GCSE results undergo a “sudden jump” in schools in the year before they become sponsored academies, research has shown.
But the boost in grades is generally short-lived as the schools’ improved performance lasts no longer than three years, when results are compared with a control group of academies.
The study, released by the Education Policy Institute, has been published to coincide with today’s evidence session for the Commons education select committee’s inquiry into multi-academy trusts.
An analysis of the performance of sponsored academies established after 2010 reveals a marked increase in GCSE results among schools in the year immediately before they are sponsored. But the study shows that the improvement “tapers” back to zero in the fourth year after becoming an academy.

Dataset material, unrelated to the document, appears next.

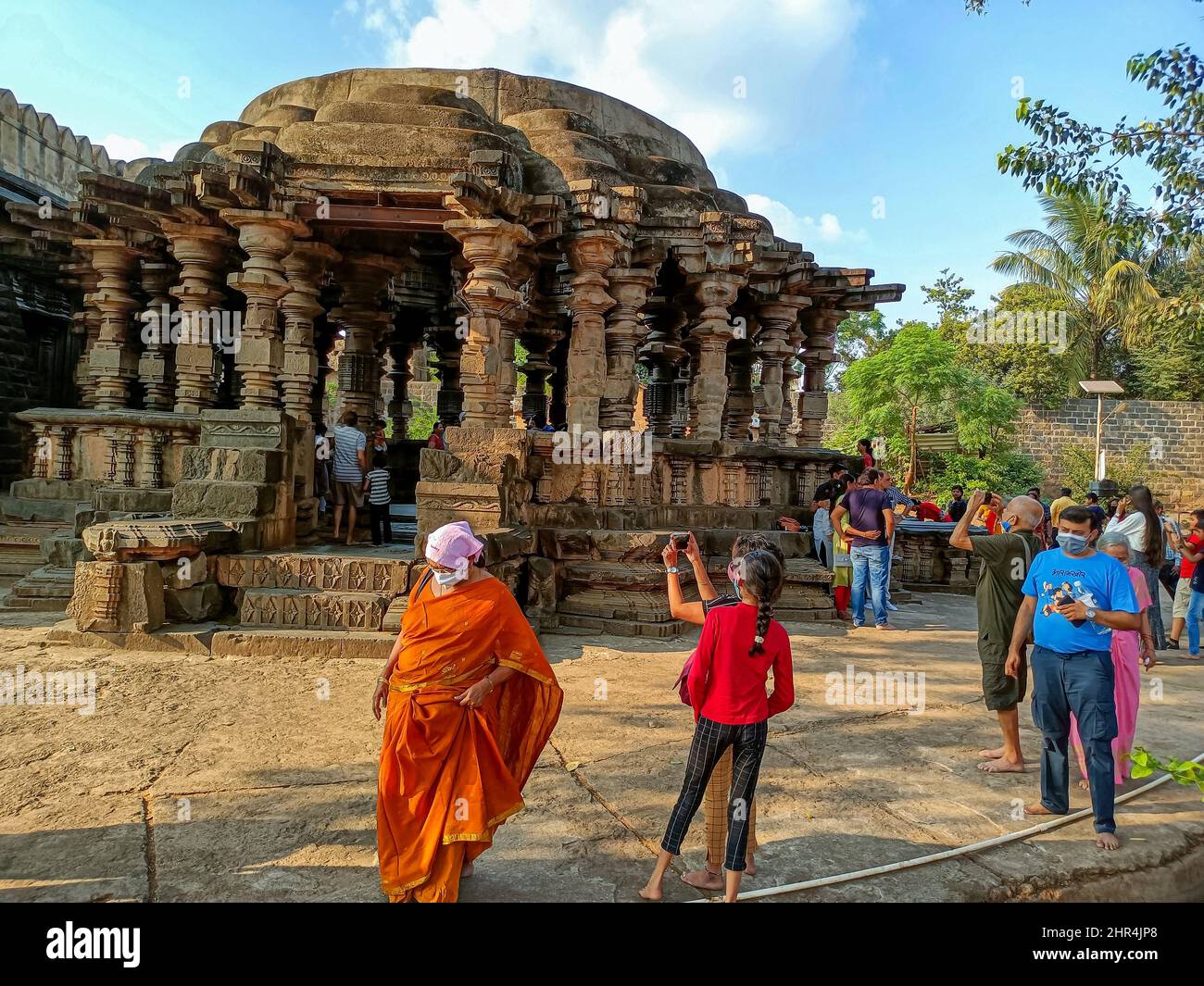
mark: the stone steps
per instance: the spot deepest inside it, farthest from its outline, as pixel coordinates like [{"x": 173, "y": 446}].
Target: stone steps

Researchers at the London School of Economics said the “sudden improvement” could be due to the “incentives generated by the academisation policy”.
“This could be driven by school leaders wanting to avoid becoming an academy by demonstrating improved results or perhaps wanting to become attractive to a successful chain,” the research states.
“Another explanation is that some of these schools, after years of poor performance, have taken action to raise standards under pressure from Ofsted and other bodies. This could include the appointment of a new headteacher or new teaching policies, for example.”
Improvement 'tapers off'
The research shows that schools earmarked for sponsorship from 2010 onwards saw an improvement equivalent to 1.2 GCSE grades in one subject in the year before converting.
According to the analysis, the academies’ exam results improve again in the year just after sponsorship, going up 1.7 GCSE grades or higher in one subject.
After the fourth year, however, the results “taper” back to zero, with the schools faring no better than a control group of sponsored academies that opened after 2014.
Researchers said it was unclear why the improvement, compared against other academies, was not sustained.
“It is difficult to discern how much of this ‘fall’ is due to a real decline in improvement or how much of it is a result of the control group improving its own results in the year before it becomes an academy,” the study says.
A Department for Education spokesperson said: “Our reforms, which have academies at their heart, are raising standards for children across the country, with over 1.4 million more pupils in good or outstanding schools than in 2010.
“Converter academies continue to perform above the average for state-funded schools, while sponsored academies are typically schools that were previously poorly performing, but have been improving on average.”